Wednesday, 2 September 2009

The Black Album

The headline in the London freesheet on my way to Hanif Kureishi’s new play The Black Album read ‘Racists Kidnap Muslim Leader’. Noor Ramjanally, from Loughton, Essex, was reportedly abducted from his home at knifepoint by two men, bundled into the boot of a car and driven to Epping Forest. There he feared he was about to be murdered when one of the men said ‘Let’s do it here.’ Instead, he was warned, ‘We don’t want [your] Islamic group in Loughton. If you don’t stop, we’ll come back.’

Ramjanally has been the target of a hate campaign, including the firebombing of his house, since starting a regular Friday afternoon prayer meeting in a Loughton community hall in March. It’s the sort of overt, spilling-over-into-violence bigotry that frequently goes along with far-right electoral success. The BNP has four councillors in the area, whose leader Pat Richardson denied his party’s involvement in the attacks on Ramjanally with the comment that ‘firebombing is not a British method. A brick through the window is a British method, but firebombing is not a way of showing displeasure.’

It is indeed a brick rather than a firebomb that goes through the window of a Pakistani butcher’s home in The Black Album. But the effect of such attacks, and the lower-level, everyday racism encountered especially – and, since 9/11, increasingly – by Muslims of Asian origin in Britain is no less incendiary.

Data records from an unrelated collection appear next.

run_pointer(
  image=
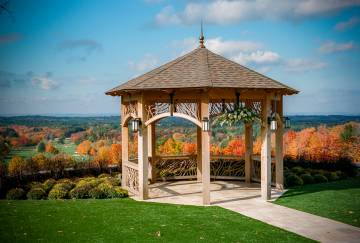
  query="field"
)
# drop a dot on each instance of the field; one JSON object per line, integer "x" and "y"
{"x": 119, "y": 220}
{"x": 338, "y": 200}
{"x": 28, "y": 151}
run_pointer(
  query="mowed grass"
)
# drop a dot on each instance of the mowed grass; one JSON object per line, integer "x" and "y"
{"x": 125, "y": 220}
{"x": 339, "y": 200}
{"x": 29, "y": 151}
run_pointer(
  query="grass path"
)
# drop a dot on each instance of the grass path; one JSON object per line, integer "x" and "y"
{"x": 339, "y": 200}
{"x": 122, "y": 220}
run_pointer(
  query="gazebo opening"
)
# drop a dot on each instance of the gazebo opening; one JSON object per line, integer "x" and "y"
{"x": 198, "y": 87}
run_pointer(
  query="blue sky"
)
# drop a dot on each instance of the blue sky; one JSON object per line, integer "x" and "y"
{"x": 59, "y": 57}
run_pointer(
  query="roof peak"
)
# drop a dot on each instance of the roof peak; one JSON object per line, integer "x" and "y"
{"x": 201, "y": 38}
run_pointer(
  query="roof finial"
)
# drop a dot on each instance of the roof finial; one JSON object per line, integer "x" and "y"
{"x": 201, "y": 38}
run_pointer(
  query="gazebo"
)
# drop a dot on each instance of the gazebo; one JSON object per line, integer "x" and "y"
{"x": 197, "y": 87}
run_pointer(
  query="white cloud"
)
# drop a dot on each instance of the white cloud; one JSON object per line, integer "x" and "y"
{"x": 228, "y": 11}
{"x": 352, "y": 22}
{"x": 331, "y": 46}
{"x": 44, "y": 82}
{"x": 148, "y": 62}
{"x": 258, "y": 57}
{"x": 300, "y": 65}
{"x": 243, "y": 52}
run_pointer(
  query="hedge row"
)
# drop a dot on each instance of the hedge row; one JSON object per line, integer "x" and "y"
{"x": 104, "y": 186}
{"x": 298, "y": 176}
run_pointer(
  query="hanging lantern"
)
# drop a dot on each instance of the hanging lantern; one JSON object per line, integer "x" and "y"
{"x": 135, "y": 124}
{"x": 273, "y": 124}
{"x": 287, "y": 122}
{"x": 206, "y": 124}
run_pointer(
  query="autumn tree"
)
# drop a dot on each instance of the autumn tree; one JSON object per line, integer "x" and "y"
{"x": 16, "y": 166}
{"x": 84, "y": 147}
{"x": 41, "y": 147}
{"x": 115, "y": 153}
{"x": 50, "y": 148}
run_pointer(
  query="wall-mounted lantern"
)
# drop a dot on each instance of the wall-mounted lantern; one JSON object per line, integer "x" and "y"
{"x": 287, "y": 122}
{"x": 205, "y": 124}
{"x": 135, "y": 124}
{"x": 273, "y": 123}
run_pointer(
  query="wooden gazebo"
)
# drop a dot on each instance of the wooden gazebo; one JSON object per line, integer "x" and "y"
{"x": 197, "y": 87}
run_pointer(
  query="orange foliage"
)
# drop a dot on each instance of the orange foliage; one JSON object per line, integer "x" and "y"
{"x": 84, "y": 147}
{"x": 189, "y": 148}
{"x": 115, "y": 153}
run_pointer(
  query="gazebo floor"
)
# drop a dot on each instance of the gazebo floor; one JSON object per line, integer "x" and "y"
{"x": 189, "y": 192}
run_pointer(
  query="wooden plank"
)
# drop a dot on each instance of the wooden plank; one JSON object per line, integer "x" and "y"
{"x": 265, "y": 149}
{"x": 199, "y": 160}
{"x": 248, "y": 147}
{"x": 279, "y": 147}
{"x": 205, "y": 152}
{"x": 143, "y": 152}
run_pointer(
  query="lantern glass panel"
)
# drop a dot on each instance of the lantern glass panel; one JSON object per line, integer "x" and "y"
{"x": 273, "y": 125}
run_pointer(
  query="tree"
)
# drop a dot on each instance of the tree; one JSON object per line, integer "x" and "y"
{"x": 16, "y": 166}
{"x": 84, "y": 147}
{"x": 103, "y": 157}
{"x": 41, "y": 147}
{"x": 50, "y": 148}
{"x": 41, "y": 161}
{"x": 115, "y": 153}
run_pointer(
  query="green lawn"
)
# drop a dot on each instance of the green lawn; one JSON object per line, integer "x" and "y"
{"x": 339, "y": 200}
{"x": 28, "y": 151}
{"x": 125, "y": 220}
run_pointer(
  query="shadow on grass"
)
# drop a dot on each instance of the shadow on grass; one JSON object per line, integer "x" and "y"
{"x": 328, "y": 186}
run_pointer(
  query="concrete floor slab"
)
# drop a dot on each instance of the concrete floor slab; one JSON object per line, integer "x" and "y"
{"x": 245, "y": 199}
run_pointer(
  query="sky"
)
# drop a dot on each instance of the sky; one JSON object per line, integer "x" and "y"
{"x": 60, "y": 57}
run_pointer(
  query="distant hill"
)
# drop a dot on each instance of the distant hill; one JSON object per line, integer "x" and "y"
{"x": 298, "y": 122}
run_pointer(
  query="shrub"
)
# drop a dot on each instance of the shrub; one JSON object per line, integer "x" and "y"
{"x": 107, "y": 189}
{"x": 65, "y": 183}
{"x": 58, "y": 193}
{"x": 119, "y": 192}
{"x": 104, "y": 175}
{"x": 80, "y": 192}
{"x": 34, "y": 184}
{"x": 112, "y": 181}
{"x": 307, "y": 178}
{"x": 331, "y": 176}
{"x": 48, "y": 184}
{"x": 297, "y": 170}
{"x": 320, "y": 178}
{"x": 293, "y": 180}
{"x": 97, "y": 193}
{"x": 341, "y": 175}
{"x": 15, "y": 194}
{"x": 36, "y": 193}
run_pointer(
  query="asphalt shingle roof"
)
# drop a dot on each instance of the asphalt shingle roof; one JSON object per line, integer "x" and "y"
{"x": 201, "y": 68}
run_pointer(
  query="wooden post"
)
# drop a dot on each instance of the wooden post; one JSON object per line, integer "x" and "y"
{"x": 152, "y": 152}
{"x": 205, "y": 153}
{"x": 143, "y": 160}
{"x": 198, "y": 154}
{"x": 248, "y": 147}
{"x": 124, "y": 145}
{"x": 279, "y": 146}
{"x": 265, "y": 149}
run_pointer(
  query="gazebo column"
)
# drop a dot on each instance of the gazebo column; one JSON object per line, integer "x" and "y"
{"x": 265, "y": 149}
{"x": 205, "y": 153}
{"x": 143, "y": 160}
{"x": 124, "y": 145}
{"x": 248, "y": 147}
{"x": 152, "y": 152}
{"x": 279, "y": 146}
{"x": 199, "y": 153}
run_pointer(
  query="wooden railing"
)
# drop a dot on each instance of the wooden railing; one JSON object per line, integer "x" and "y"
{"x": 223, "y": 167}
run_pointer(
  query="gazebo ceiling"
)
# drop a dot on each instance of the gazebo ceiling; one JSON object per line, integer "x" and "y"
{"x": 201, "y": 68}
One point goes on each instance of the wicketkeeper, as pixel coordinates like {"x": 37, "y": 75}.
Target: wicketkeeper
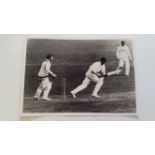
{"x": 45, "y": 83}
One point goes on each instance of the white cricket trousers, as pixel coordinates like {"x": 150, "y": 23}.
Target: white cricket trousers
{"x": 44, "y": 86}
{"x": 86, "y": 81}
{"x": 125, "y": 62}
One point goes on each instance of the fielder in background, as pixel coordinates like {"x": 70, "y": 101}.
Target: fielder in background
{"x": 95, "y": 73}
{"x": 124, "y": 56}
{"x": 44, "y": 75}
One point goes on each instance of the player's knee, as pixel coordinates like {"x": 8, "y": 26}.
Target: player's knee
{"x": 101, "y": 82}
{"x": 84, "y": 85}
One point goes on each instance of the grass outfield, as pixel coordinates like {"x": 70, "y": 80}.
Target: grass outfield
{"x": 123, "y": 102}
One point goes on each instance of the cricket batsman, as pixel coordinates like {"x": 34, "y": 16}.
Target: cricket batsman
{"x": 45, "y": 75}
{"x": 95, "y": 73}
{"x": 124, "y": 56}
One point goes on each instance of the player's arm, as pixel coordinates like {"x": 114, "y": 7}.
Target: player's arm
{"x": 49, "y": 70}
{"x": 118, "y": 53}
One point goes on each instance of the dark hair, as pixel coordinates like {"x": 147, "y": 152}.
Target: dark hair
{"x": 48, "y": 56}
{"x": 103, "y": 59}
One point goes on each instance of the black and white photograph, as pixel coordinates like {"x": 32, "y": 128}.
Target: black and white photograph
{"x": 79, "y": 76}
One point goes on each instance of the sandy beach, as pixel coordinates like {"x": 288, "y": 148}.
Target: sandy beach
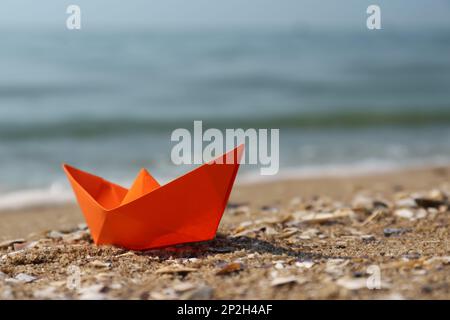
{"x": 316, "y": 238}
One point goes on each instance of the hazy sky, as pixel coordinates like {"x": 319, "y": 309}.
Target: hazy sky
{"x": 183, "y": 13}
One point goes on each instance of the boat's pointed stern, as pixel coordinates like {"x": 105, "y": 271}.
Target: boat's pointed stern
{"x": 93, "y": 212}
{"x": 222, "y": 175}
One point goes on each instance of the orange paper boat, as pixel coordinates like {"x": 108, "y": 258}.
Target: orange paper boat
{"x": 187, "y": 209}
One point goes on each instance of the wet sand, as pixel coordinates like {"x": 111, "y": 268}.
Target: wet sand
{"x": 317, "y": 238}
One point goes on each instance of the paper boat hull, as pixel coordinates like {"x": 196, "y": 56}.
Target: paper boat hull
{"x": 187, "y": 209}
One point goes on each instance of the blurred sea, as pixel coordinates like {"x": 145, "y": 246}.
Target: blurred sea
{"x": 107, "y": 101}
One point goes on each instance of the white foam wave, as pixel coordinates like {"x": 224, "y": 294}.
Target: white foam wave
{"x": 55, "y": 194}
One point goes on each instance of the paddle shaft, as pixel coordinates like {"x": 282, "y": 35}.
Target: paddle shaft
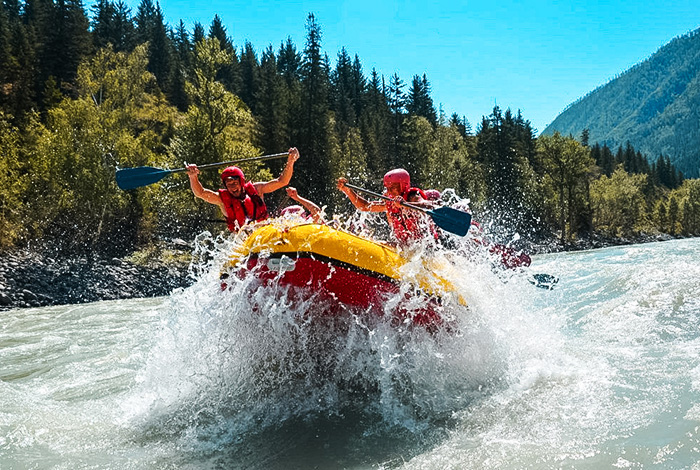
{"x": 132, "y": 178}
{"x": 244, "y": 160}
{"x": 381, "y": 196}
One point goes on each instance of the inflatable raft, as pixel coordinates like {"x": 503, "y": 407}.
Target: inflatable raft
{"x": 348, "y": 269}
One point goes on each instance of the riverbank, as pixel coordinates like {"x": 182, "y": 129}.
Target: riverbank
{"x": 35, "y": 279}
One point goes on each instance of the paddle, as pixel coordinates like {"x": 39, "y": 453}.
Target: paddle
{"x": 447, "y": 218}
{"x": 131, "y": 178}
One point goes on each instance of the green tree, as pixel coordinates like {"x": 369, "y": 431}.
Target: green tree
{"x": 313, "y": 167}
{"x": 419, "y": 102}
{"x": 568, "y": 164}
{"x": 618, "y": 203}
{"x": 13, "y": 185}
{"x": 113, "y": 121}
{"x": 217, "y": 127}
{"x": 250, "y": 77}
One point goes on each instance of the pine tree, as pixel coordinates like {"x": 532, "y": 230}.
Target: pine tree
{"x": 250, "y": 80}
{"x": 342, "y": 92}
{"x": 230, "y": 74}
{"x": 63, "y": 32}
{"x": 418, "y": 100}
{"x": 314, "y": 82}
{"x": 182, "y": 62}
{"x": 273, "y": 105}
{"x": 397, "y": 102}
{"x": 375, "y": 125}
{"x": 111, "y": 24}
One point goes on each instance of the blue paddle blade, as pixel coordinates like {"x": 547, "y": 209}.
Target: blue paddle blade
{"x": 132, "y": 178}
{"x": 451, "y": 220}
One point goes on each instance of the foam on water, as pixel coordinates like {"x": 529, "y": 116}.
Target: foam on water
{"x": 601, "y": 372}
{"x": 231, "y": 364}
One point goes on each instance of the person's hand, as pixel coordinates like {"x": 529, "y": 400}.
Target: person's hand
{"x": 293, "y": 155}
{"x": 192, "y": 169}
{"x": 291, "y": 192}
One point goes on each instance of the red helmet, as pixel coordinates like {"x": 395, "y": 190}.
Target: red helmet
{"x": 432, "y": 194}
{"x": 400, "y": 176}
{"x": 232, "y": 171}
{"x": 293, "y": 210}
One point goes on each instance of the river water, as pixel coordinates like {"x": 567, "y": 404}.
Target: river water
{"x": 601, "y": 372}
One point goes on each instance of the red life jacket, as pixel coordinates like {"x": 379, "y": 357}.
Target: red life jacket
{"x": 240, "y": 211}
{"x": 408, "y": 225}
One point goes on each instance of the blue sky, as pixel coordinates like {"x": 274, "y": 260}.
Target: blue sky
{"x": 535, "y": 56}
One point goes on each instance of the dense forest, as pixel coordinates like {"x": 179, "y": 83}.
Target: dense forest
{"x": 654, "y": 105}
{"x": 82, "y": 94}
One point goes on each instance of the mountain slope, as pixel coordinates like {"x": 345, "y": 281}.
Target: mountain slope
{"x": 655, "y": 106}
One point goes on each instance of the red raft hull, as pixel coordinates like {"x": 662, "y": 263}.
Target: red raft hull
{"x": 349, "y": 271}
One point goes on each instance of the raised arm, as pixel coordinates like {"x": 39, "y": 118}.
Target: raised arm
{"x": 199, "y": 190}
{"x": 358, "y": 201}
{"x": 284, "y": 178}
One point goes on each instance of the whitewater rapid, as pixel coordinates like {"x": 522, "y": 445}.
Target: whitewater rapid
{"x": 601, "y": 372}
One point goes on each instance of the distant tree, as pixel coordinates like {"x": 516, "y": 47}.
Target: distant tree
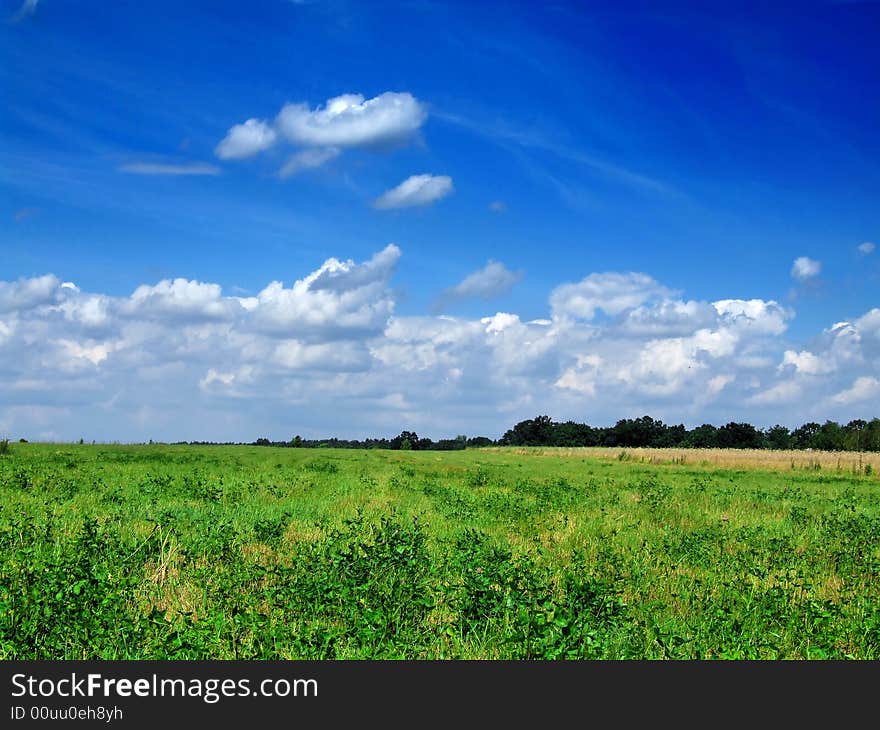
{"x": 702, "y": 437}
{"x": 571, "y": 433}
{"x": 411, "y": 436}
{"x": 739, "y": 436}
{"x": 778, "y": 437}
{"x": 802, "y": 437}
{"x": 829, "y": 437}
{"x": 533, "y": 432}
{"x": 871, "y": 435}
{"x": 853, "y": 435}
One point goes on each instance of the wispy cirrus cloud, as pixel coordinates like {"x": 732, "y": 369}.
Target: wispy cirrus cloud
{"x": 308, "y": 159}
{"x": 153, "y": 168}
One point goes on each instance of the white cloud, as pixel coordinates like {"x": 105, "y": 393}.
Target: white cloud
{"x": 780, "y": 394}
{"x": 416, "y": 190}
{"x": 308, "y": 159}
{"x": 806, "y": 363}
{"x": 350, "y": 121}
{"x": 863, "y": 389}
{"x": 326, "y": 353}
{"x": 493, "y": 280}
{"x": 27, "y": 293}
{"x": 150, "y": 168}
{"x": 611, "y": 292}
{"x": 805, "y": 268}
{"x": 246, "y": 140}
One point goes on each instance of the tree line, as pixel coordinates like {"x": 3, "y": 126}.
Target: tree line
{"x": 857, "y": 435}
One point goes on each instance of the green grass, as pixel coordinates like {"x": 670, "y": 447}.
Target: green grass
{"x": 137, "y": 552}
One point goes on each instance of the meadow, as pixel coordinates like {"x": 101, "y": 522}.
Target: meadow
{"x": 244, "y": 552}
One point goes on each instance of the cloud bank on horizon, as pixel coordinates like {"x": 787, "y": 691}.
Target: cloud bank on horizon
{"x": 329, "y": 350}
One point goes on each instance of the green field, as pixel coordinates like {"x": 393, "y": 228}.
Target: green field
{"x": 158, "y": 552}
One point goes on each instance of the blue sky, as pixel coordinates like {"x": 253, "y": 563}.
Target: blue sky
{"x": 580, "y": 170}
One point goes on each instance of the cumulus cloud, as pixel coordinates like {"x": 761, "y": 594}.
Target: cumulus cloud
{"x": 351, "y": 121}
{"x": 610, "y": 292}
{"x": 416, "y": 190}
{"x": 493, "y": 280}
{"x": 805, "y": 268}
{"x": 863, "y": 389}
{"x": 343, "y": 122}
{"x": 150, "y": 168}
{"x": 246, "y": 140}
{"x": 327, "y": 353}
{"x": 26, "y": 293}
{"x": 308, "y": 160}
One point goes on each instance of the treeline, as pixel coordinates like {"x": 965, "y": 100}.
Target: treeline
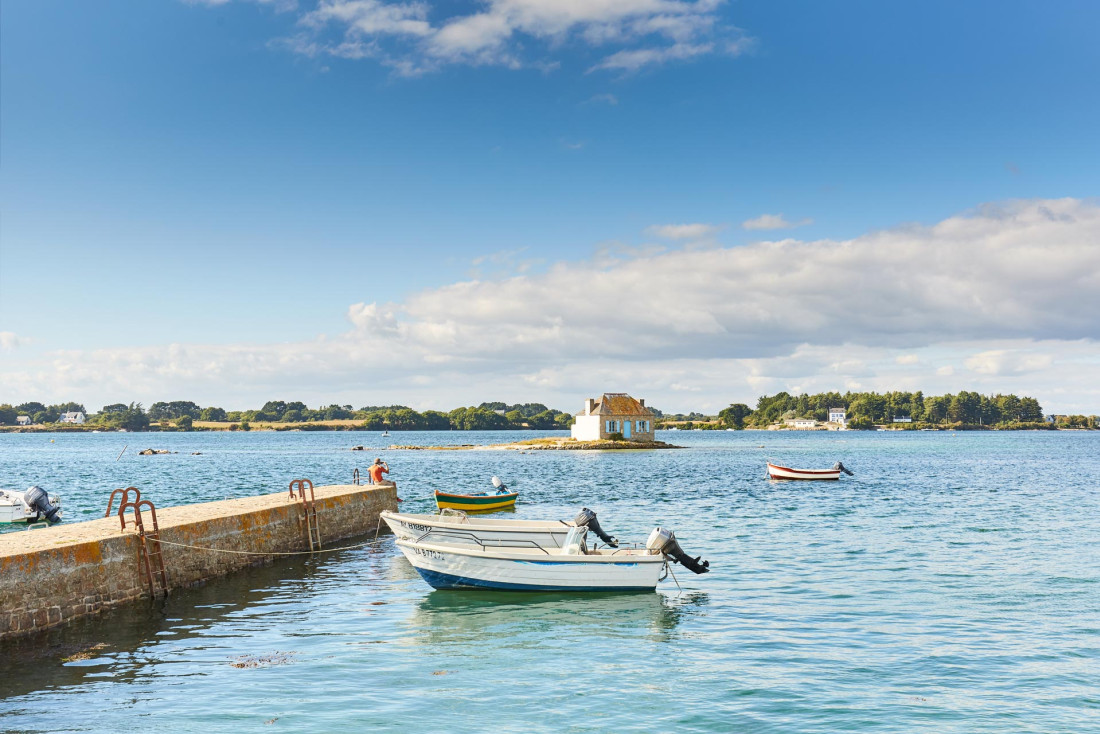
{"x": 866, "y": 409}
{"x": 183, "y": 414}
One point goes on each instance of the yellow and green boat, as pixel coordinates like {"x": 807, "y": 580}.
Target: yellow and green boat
{"x": 475, "y": 503}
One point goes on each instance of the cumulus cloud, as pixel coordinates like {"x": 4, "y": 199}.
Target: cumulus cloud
{"x": 418, "y": 36}
{"x": 985, "y": 289}
{"x": 773, "y": 221}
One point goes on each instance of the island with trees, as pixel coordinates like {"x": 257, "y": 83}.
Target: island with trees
{"x": 899, "y": 411}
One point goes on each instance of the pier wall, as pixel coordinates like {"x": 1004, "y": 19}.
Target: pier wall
{"x": 51, "y": 576}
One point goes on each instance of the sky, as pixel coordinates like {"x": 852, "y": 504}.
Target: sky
{"x": 438, "y": 204}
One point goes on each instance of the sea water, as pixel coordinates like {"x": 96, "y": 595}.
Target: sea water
{"x": 953, "y": 584}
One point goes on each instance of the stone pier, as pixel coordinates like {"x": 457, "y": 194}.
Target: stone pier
{"x": 51, "y": 576}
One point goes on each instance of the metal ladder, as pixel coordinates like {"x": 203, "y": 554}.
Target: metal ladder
{"x": 309, "y": 507}
{"x": 152, "y": 560}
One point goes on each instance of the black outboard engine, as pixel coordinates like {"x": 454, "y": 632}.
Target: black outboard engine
{"x": 587, "y": 518}
{"x": 666, "y": 541}
{"x": 36, "y": 499}
{"x": 843, "y": 468}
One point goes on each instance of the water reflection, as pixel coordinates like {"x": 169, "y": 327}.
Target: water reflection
{"x": 125, "y": 643}
{"x": 448, "y": 616}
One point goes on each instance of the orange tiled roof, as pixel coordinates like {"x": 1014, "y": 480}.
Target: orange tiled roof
{"x": 620, "y": 404}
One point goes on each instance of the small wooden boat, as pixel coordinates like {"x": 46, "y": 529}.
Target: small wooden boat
{"x": 774, "y": 471}
{"x": 453, "y": 526}
{"x": 534, "y": 568}
{"x": 475, "y": 503}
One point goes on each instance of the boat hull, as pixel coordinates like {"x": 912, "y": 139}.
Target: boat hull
{"x": 776, "y": 471}
{"x": 458, "y": 567}
{"x": 469, "y": 530}
{"x": 475, "y": 503}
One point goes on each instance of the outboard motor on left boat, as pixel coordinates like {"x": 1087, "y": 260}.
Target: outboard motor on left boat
{"x": 36, "y": 499}
{"x": 30, "y": 506}
{"x": 664, "y": 541}
{"x": 843, "y": 468}
{"x": 587, "y": 518}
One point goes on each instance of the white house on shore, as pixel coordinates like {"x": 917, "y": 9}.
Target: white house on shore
{"x": 801, "y": 424}
{"x": 614, "y": 413}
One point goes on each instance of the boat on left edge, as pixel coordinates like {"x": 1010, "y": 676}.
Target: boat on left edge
{"x": 31, "y": 506}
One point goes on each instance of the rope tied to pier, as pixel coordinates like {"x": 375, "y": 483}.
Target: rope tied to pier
{"x": 260, "y": 552}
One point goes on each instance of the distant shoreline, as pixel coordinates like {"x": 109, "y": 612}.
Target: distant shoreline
{"x": 353, "y": 425}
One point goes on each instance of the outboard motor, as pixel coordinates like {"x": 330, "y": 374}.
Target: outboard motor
{"x": 587, "y": 518}
{"x": 664, "y": 541}
{"x": 36, "y": 499}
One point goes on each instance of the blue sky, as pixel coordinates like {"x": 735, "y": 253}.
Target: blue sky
{"x": 232, "y": 177}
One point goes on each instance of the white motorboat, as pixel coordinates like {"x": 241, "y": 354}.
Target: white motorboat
{"x": 30, "y": 506}
{"x": 455, "y": 527}
{"x": 573, "y": 567}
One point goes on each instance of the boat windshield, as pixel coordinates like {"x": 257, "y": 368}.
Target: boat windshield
{"x": 574, "y": 544}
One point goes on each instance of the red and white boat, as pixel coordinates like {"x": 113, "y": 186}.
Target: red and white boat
{"x": 774, "y": 471}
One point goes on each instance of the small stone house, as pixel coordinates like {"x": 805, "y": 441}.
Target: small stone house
{"x": 614, "y": 413}
{"x": 801, "y": 423}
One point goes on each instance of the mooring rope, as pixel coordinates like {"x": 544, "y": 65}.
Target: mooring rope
{"x": 256, "y": 552}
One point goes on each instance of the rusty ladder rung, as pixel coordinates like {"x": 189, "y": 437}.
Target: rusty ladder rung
{"x": 152, "y": 561}
{"x": 309, "y": 506}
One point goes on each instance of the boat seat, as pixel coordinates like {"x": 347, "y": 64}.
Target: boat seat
{"x": 574, "y": 544}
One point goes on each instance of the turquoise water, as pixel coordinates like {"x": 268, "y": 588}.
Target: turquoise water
{"x": 952, "y": 585}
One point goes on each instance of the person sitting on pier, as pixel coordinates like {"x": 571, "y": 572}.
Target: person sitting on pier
{"x": 376, "y": 470}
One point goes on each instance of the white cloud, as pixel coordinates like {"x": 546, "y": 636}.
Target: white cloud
{"x": 1000, "y": 361}
{"x": 695, "y": 231}
{"x": 773, "y": 221}
{"x": 986, "y": 289}
{"x": 418, "y": 36}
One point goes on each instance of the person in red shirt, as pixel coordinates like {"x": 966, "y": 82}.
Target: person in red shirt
{"x": 376, "y": 470}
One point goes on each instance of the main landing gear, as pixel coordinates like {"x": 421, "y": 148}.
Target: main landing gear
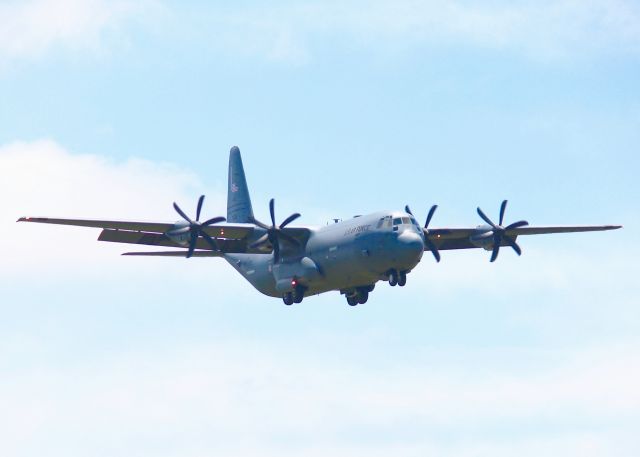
{"x": 294, "y": 297}
{"x": 397, "y": 278}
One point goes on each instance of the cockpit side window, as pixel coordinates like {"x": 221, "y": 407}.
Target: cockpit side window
{"x": 384, "y": 222}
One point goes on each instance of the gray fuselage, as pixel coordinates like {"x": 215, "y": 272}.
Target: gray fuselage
{"x": 341, "y": 256}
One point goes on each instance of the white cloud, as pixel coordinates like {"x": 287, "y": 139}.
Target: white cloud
{"x": 31, "y": 28}
{"x": 540, "y": 30}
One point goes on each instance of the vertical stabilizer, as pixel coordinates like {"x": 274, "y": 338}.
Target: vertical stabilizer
{"x": 238, "y": 201}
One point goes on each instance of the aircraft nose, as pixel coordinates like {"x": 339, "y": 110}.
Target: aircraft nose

It is this anti-‘Paki’ sentiment that provides the backdrop to Kureishi’s play, which is based on his second novel, written in 1995 and set in 1989, when the Iranian Supreme Leader Ayatollah Khomeini’s fatwa against Salman Rushdie called on Muslims to murder the author and his book The Satanic Verses was being burnt in Bradford and other cities. The Black Album relates the rise of a militant, political Islam, told through the prism of Shahid, a young student, newly arrived in London, who had been so scarred by his experience of racism at school in Sevenoaks that he had wanted to deny his own identity and be a racist himself.

Shahid, like his creator Kureishi, feels himself disconnected from both the society in which he resides and the one from which he came. Like Kureishi, his love of literature takes him into a world of the imagination that distances him from others in his family and ethnic community. Even so, he has an immediate bond with his new Muslim friends in London, Chad, Hat and Riaz – ‘the first people he had met who were like him; he didn’t have to explain anything’. The novel follows their radicalisation in the face of the toxic cocktail of racism and the seemingly empty hedonism they encounter in a London whose youth are revelling in the drug-fuelled euphoria of rave culture following the ‘second summer of love’. The play takes us forward a further decade, to the suicide bombers of 2005, finishing with a literal bang as one of the characters dons a rucksack and blows up himself, the set and everyone on it.

I was left wanting more from Kureishi, who remains one of a very small number of writers of Asian Muslim origin who has made the crossover into the British literary milieu. The Black Album as a play felt too trite and obvious (the opportunistic Labour council leader was little more than a silly parody of George Galloway). Caught between the racists and the Islamists, I can’t help feeling that the likes of Kureishi have been cast adrift. The kind of cultural fusion that his work represents seems to find itself on ever more uncertain ground, speaking to an almost entirely white liberal audience – not so much a bridge bringing together different traditions as a no man’s land being bombed from both sides.

The Black Album as novel finishes on a life-affirming note, with Shahid and his college lecturer lover Deedee agreeing that they will continue with their ‘adventure’ together ‘until it stops being fun’. The fun has clearly stopped long before the end of the play.